September 13, 2008: Lamaze Class

69 Days to Baby Day! (30 Weeks and One Day Pregnant)

There was no rest for me.  Finally made it to bed at four thirty this morning and had to be up around seven thirty so that I could get ready to take Dominica to our all day Lamaze class at Hudson Valley Medical Center in Peekskill, New York in Westchester County.

I was really exhausted this morning.  We hit the road at eight thirty.  Poor Oreo is stuck home alone all day.  Nadine walked him at lunch time so that he would not feel completely abandoned but that was his only company for the entire day.

It takes sixty to ninety minutes to go from Newark to Peekskill.  A long drive when we were both so tired.  Dominica didn’t get a lot of sleep last night as she never sleeps well when she is waiting for me to get home.

This morning I checked several times and continue to check on my BlackBerry and see that the new email system, Zimbra 5.0.9, is running smoothly without any issues thus far.  (Now where is that proverbial wood…)

Nothing much to report from the class.  Lamaze was a single, seven hour long class taught at HVMC which is located right around the corner from the new house.  This is the facility that Dominica will be using, deus volente (you can thank dad for that), for having the baby. 

We were hoping to be able to get a tour of the facility today, but there was only a single nurse on staff and a Ceasarean section was about to begin.  (I learned today that Americans often mispell Ceasar in this type of reference calling it a cesarean section – also missing the obviously needed capitalization.  Every single bit of material that we had in the class had it missplelled in this manner.)
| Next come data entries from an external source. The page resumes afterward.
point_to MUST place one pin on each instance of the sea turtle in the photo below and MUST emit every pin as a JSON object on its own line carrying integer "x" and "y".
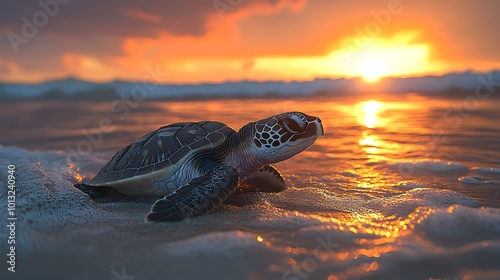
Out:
{"x": 195, "y": 166}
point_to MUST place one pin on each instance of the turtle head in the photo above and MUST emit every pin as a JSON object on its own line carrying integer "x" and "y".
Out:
{"x": 282, "y": 136}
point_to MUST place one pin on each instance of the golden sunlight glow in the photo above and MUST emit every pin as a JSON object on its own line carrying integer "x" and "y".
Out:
{"x": 373, "y": 70}
{"x": 371, "y": 108}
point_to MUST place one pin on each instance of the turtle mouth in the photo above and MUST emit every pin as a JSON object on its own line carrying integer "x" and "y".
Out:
{"x": 314, "y": 130}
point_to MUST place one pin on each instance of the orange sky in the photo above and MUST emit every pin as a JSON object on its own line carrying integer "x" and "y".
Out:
{"x": 221, "y": 40}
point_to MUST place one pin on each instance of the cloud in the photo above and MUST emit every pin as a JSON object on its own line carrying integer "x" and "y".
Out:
{"x": 121, "y": 18}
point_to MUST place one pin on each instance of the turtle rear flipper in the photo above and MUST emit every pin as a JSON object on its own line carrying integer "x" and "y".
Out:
{"x": 266, "y": 179}
{"x": 198, "y": 197}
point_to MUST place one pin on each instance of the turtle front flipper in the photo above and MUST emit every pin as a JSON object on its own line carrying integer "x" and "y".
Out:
{"x": 266, "y": 179}
{"x": 94, "y": 192}
{"x": 198, "y": 197}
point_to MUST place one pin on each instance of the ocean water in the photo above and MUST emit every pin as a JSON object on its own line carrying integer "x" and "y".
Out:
{"x": 401, "y": 187}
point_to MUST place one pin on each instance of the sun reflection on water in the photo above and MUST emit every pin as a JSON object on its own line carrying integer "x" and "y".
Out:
{"x": 371, "y": 109}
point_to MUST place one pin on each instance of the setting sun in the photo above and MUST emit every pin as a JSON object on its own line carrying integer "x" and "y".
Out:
{"x": 373, "y": 70}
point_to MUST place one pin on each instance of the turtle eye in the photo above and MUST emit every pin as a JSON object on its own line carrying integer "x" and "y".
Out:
{"x": 292, "y": 125}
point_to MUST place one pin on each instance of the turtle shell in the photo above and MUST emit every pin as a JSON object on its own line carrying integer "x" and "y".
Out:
{"x": 145, "y": 166}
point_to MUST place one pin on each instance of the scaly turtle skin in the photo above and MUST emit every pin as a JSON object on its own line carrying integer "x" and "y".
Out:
{"x": 195, "y": 166}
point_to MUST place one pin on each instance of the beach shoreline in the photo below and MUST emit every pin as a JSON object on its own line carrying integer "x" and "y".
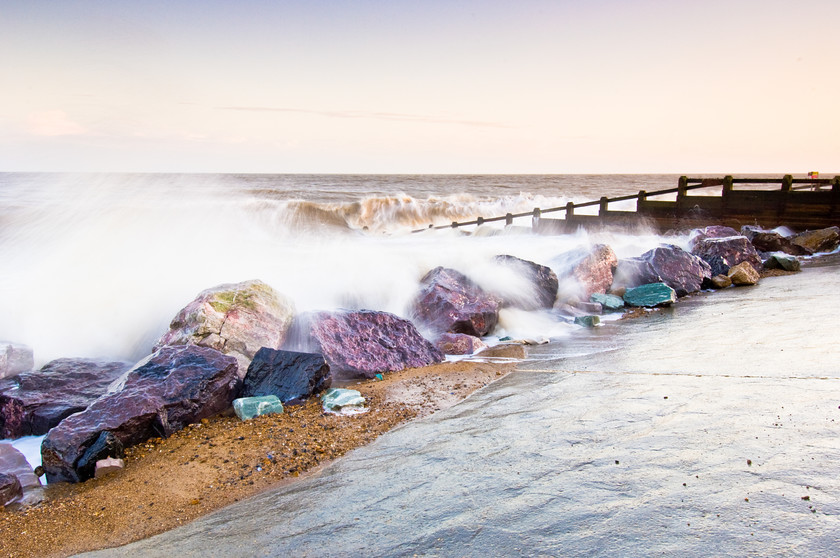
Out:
{"x": 169, "y": 482}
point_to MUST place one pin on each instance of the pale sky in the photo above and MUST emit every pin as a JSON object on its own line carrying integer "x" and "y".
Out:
{"x": 394, "y": 86}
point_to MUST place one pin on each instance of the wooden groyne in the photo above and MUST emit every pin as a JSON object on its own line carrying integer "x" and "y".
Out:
{"x": 798, "y": 203}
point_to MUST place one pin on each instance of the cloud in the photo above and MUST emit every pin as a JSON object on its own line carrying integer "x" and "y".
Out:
{"x": 53, "y": 123}
{"x": 394, "y": 116}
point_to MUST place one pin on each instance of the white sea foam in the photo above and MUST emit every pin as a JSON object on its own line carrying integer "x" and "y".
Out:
{"x": 97, "y": 265}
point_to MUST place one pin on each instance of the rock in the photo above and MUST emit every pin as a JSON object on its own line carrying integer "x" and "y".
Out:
{"x": 654, "y": 294}
{"x": 731, "y": 250}
{"x": 720, "y": 282}
{"x": 632, "y": 272}
{"x": 449, "y": 302}
{"x": 743, "y": 274}
{"x": 713, "y": 231}
{"x": 459, "y": 344}
{"x": 541, "y": 280}
{"x": 772, "y": 241}
{"x": 608, "y": 302}
{"x": 166, "y": 391}
{"x": 10, "y": 489}
{"x": 236, "y": 319}
{"x": 343, "y": 401}
{"x": 782, "y": 261}
{"x": 289, "y": 375}
{"x": 106, "y": 446}
{"x": 591, "y": 271}
{"x": 719, "y": 265}
{"x": 360, "y": 344}
{"x": 107, "y": 466}
{"x": 33, "y": 402}
{"x": 13, "y": 463}
{"x": 589, "y": 307}
{"x": 14, "y": 359}
{"x": 247, "y": 408}
{"x": 678, "y": 269}
{"x": 823, "y": 240}
{"x": 587, "y": 321}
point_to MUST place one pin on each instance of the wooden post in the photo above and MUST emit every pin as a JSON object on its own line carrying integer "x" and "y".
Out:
{"x": 724, "y": 197}
{"x": 640, "y": 199}
{"x": 570, "y": 214}
{"x": 682, "y": 193}
{"x": 781, "y": 207}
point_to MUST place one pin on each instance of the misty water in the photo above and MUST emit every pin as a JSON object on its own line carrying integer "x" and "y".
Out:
{"x": 710, "y": 429}
{"x": 629, "y": 439}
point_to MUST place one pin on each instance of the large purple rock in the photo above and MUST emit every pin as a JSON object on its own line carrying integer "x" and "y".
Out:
{"x": 541, "y": 281}
{"x": 289, "y": 375}
{"x": 732, "y": 250}
{"x": 14, "y": 359}
{"x": 33, "y": 402}
{"x": 170, "y": 389}
{"x": 772, "y": 241}
{"x": 680, "y": 270}
{"x": 634, "y": 272}
{"x": 236, "y": 319}
{"x": 363, "y": 343}
{"x": 450, "y": 302}
{"x": 591, "y": 271}
{"x": 14, "y": 464}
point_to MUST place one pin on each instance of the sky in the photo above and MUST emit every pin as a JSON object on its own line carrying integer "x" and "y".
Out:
{"x": 392, "y": 86}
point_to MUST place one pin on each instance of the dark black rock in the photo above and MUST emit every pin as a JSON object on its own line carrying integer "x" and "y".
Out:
{"x": 174, "y": 387}
{"x": 288, "y": 375}
{"x": 718, "y": 264}
{"x": 107, "y": 445}
{"x": 634, "y": 272}
{"x": 33, "y": 402}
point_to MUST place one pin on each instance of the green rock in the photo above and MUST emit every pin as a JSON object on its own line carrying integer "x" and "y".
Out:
{"x": 588, "y": 321}
{"x": 247, "y": 408}
{"x": 650, "y": 295}
{"x": 608, "y": 302}
{"x": 343, "y": 401}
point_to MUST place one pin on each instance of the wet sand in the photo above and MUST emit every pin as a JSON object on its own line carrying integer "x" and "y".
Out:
{"x": 169, "y": 482}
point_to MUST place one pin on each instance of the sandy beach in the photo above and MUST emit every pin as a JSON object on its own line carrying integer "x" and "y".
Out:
{"x": 169, "y": 482}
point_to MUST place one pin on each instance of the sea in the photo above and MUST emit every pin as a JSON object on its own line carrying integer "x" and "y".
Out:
{"x": 710, "y": 428}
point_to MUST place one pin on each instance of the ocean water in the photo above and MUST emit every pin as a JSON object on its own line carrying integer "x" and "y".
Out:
{"x": 630, "y": 439}
{"x": 97, "y": 265}
{"x": 707, "y": 430}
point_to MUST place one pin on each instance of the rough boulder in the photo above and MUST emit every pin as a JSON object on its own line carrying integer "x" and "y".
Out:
{"x": 680, "y": 270}
{"x": 361, "y": 344}
{"x": 591, "y": 271}
{"x": 450, "y": 302}
{"x": 289, "y": 375}
{"x": 170, "y": 389}
{"x": 731, "y": 250}
{"x": 33, "y": 402}
{"x": 541, "y": 284}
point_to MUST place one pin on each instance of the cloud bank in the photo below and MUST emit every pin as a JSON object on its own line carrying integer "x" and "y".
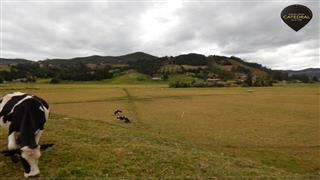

I also learned that medical professionals often confuse lunar and solar months – the generic term “month” meaning solar month in English.  Any use of the word “month” to mean something different requires the whole phrase like “lunar month”.

Our Lamaze trainer taught us that generally pregnancies are measured in lunar months which is extremely confusing because the simple way that everyone remembers the length of a pregnancy is in solar months – nine months – and when people speak to each other about their pregnancies they do so in solar months, but randomly doctors, nurses and some birthing guides will switch to lunar months without designation.  So anything stating a number of months less than nine months has no means of accuracy without specification.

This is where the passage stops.